Shopify Stores at Sensible Prices
Note: This post was originally written March 9th, 2020 (so stats are out-of-date — 2020 data is available here). Since then, the Shopify Exchange has been decommissioned. OpenStore has begun providing liquidity to Shopify store owners.
The Exchange
The Shopify Exchange is a marketplace for buying and selling e-commerce businesses built on Shopify’s platform.
There are currently 9,000+ shops listed for sale on the Exchange. But the interface for browsing this inventory is pretty bad. You’re limited to basic filters like list price and revenue, and there is no option to export the full dataset to a CSV.
Is there a better way to spot valuable businesses at sensible prices?
The Data
Shopify conveniently exposes an endpoint that surfaces richer listing data to their frontend. I wrote a script to scrape this information and took a look at the data:
Most shops are cheap and make no money:
Stores are listed between 50 bucks and $15 million, but 75% are selling for less than $500.

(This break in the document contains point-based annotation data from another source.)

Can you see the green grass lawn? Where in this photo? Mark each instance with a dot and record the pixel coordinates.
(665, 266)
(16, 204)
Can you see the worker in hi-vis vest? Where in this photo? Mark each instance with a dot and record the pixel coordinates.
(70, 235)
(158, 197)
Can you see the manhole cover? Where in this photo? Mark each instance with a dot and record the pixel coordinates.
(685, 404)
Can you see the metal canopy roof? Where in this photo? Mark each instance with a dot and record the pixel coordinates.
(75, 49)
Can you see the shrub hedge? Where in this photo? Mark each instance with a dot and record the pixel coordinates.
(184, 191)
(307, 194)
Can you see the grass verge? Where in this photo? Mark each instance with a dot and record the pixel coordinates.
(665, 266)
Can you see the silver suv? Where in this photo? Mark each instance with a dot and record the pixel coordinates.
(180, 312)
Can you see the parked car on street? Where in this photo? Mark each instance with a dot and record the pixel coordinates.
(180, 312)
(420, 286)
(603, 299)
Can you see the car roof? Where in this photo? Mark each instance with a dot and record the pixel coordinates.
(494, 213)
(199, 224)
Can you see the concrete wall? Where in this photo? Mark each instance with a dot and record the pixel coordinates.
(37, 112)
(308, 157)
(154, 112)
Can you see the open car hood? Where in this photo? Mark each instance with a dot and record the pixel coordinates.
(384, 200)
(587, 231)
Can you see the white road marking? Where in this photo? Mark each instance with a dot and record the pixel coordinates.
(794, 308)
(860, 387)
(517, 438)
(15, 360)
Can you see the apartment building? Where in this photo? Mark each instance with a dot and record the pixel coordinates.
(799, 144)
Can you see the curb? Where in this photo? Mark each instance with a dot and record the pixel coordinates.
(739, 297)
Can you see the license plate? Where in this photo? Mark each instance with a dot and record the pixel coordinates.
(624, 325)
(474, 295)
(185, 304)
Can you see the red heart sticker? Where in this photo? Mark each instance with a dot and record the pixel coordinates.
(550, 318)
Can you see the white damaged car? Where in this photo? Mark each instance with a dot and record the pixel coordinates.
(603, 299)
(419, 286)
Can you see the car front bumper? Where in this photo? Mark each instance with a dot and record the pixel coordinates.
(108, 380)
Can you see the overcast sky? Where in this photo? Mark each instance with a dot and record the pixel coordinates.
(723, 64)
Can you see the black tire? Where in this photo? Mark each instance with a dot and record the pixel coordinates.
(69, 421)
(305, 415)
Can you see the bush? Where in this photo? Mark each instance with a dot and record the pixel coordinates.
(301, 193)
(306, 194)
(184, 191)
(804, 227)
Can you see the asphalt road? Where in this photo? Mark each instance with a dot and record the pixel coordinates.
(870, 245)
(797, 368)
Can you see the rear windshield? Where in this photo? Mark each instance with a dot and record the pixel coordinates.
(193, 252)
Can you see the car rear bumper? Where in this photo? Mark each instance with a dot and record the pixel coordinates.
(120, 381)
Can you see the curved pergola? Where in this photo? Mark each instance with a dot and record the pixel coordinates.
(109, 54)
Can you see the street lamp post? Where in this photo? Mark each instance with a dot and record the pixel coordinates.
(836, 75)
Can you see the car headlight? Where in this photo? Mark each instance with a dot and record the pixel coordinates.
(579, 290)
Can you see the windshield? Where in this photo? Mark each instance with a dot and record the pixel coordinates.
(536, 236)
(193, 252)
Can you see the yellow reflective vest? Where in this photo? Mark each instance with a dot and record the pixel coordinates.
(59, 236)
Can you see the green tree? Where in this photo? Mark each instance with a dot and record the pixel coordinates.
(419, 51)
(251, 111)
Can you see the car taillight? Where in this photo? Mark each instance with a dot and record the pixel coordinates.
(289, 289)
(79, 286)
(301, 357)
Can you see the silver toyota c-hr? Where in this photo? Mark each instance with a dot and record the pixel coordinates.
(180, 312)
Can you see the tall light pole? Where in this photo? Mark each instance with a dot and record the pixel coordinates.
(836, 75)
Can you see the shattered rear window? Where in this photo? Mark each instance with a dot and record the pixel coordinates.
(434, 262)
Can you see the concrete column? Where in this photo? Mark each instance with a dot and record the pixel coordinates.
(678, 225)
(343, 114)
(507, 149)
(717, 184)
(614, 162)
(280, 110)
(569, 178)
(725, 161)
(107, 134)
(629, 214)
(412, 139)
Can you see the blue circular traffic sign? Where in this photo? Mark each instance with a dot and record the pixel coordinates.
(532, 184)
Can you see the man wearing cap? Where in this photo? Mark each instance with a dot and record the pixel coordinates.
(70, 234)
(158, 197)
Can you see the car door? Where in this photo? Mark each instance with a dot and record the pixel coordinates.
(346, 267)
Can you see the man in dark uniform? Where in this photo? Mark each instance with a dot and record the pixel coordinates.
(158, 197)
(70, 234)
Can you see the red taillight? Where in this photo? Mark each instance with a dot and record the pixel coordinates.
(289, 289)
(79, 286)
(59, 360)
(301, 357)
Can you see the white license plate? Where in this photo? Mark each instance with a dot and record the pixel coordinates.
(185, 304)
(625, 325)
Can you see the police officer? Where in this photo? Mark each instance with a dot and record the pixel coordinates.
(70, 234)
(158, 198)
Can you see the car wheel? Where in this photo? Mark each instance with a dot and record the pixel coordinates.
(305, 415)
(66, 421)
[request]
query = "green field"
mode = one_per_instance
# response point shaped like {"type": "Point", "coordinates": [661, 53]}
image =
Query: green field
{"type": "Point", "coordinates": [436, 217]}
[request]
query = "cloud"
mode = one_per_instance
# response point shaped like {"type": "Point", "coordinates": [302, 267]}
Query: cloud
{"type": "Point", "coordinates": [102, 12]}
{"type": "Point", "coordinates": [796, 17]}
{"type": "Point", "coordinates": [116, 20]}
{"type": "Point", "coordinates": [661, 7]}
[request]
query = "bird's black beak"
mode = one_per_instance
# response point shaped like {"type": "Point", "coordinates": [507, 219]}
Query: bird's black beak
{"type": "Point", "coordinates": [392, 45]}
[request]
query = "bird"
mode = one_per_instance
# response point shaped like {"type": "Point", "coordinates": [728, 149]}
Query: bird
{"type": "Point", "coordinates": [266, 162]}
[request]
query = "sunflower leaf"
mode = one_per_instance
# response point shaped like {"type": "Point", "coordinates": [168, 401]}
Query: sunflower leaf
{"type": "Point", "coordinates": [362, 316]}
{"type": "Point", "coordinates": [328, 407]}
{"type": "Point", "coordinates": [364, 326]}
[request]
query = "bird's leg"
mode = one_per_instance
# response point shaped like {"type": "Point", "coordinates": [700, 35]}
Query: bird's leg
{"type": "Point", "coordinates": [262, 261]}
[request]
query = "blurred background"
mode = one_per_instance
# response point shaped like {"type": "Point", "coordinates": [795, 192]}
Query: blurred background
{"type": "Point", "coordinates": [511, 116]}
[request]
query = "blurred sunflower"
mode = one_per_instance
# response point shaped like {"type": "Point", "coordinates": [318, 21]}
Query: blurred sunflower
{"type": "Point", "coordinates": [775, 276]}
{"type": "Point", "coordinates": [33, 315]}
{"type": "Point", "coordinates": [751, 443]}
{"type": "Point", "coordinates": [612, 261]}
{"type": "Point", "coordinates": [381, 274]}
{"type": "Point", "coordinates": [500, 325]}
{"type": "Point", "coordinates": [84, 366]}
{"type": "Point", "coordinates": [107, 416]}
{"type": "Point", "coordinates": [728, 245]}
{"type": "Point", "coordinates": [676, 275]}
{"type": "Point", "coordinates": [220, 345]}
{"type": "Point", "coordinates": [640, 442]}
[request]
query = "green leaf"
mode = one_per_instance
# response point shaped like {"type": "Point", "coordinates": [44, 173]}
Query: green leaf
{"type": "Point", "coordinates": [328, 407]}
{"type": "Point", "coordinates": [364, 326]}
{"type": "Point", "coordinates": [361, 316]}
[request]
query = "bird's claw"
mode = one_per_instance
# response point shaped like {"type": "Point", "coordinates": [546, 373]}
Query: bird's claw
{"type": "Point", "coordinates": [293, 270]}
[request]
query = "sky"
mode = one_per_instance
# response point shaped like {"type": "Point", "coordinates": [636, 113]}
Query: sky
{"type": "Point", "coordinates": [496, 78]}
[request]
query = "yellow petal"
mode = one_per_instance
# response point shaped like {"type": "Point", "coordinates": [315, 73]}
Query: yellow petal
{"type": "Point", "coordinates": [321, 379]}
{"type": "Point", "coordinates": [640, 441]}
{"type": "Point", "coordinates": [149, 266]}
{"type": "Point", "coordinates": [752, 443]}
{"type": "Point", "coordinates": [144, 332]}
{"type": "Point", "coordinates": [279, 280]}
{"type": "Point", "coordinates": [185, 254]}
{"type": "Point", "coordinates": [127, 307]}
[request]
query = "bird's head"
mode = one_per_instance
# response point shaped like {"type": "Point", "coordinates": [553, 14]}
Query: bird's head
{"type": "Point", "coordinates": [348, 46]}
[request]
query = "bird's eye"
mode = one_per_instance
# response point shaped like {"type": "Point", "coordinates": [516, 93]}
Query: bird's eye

70% of listings have $0 in revenue.
Sales are declining for most revenue generating shops:
Monthly revenues in the last year are 58% of the historical monthly average.
Profitable shops sell at a premium:
20% of listings are profitable.
The median list price of a profitable shop is $5.5K (vs. $100 overall).
Wheat & Chaff
Most listings seem like overpriced lemons. What’s a quick way to filter them out? I settled on the following criteria:
List Price / Revenue is in the bottom quartile — i.e. purchasing a dollar of revenue is relatively inexpensive. (This is similar to price-to-earnings (P/E) or price-to-sales (P/S) ratios common in evaluating stocks. I’m using the equivalent of the P/S ratio since store profits are not verified by Shopify, but revenues are.)
Businesses have made a (self-reported) profit.
Revenues haven’t declined in the months leading up to the listing.
Applying the above criteria whittles down the thousands of listings to a much more manageable 40. Below is a closer look at one such shop.
Blacksquale: A Case Study
Blacksquale is a French shop with one product called “Magic Race”, a two-player board game for children that they sell for ~30 euros.
The seller’s listing boasted that they had “very few competitors” and that their “product [was] impossible to find in physical stores”, but 30 seconds of Googling revealed that vendors across the web sell the exact same game but by other names (e.g. "Magic Blocks”, “Rubik’s Race”) for nearly half the price.
Blacksquale’s strategy appears to be: take an existing product, change its name, double its price, and target a niche audience (i.e. French children).
They were listed for sale at $8.5K at the time I scraped their data on 2/20/2020, but they have since sold for an undisclosed amount.
Blacksquale generated an average of $14K per month in revenue, but with highly seasonal swings — they made $60K during the peak of the holiday season last December.
The seller provided a screenshot of their OrderMetrics dashboard breaking down their costs and profits over a period of about 9 months running from May 2019 to February 2020. They made €56K of net profit on €284K of revenue, which is roughly a 20% profit margin, with the majority of costs going towards advertising.
For the sake of discussion, let’s assume that Blacksquale’s future profits will mirror the performance we see in their dashboard and everything that the seller has told us is true. Is it a good idea to buy this shop for $8.5K given expected profits of ~$6K per month and, as the seller claims, ~20 hours of work per week?
That doesn’t seem unreasonable. Maybe that’s why Blacksquale sold in short order.
Wishing the new owners many more happy years selling board games to French kids for twice the market rate.
Thanks to Nathan W. and Jeff Y. for the feedback.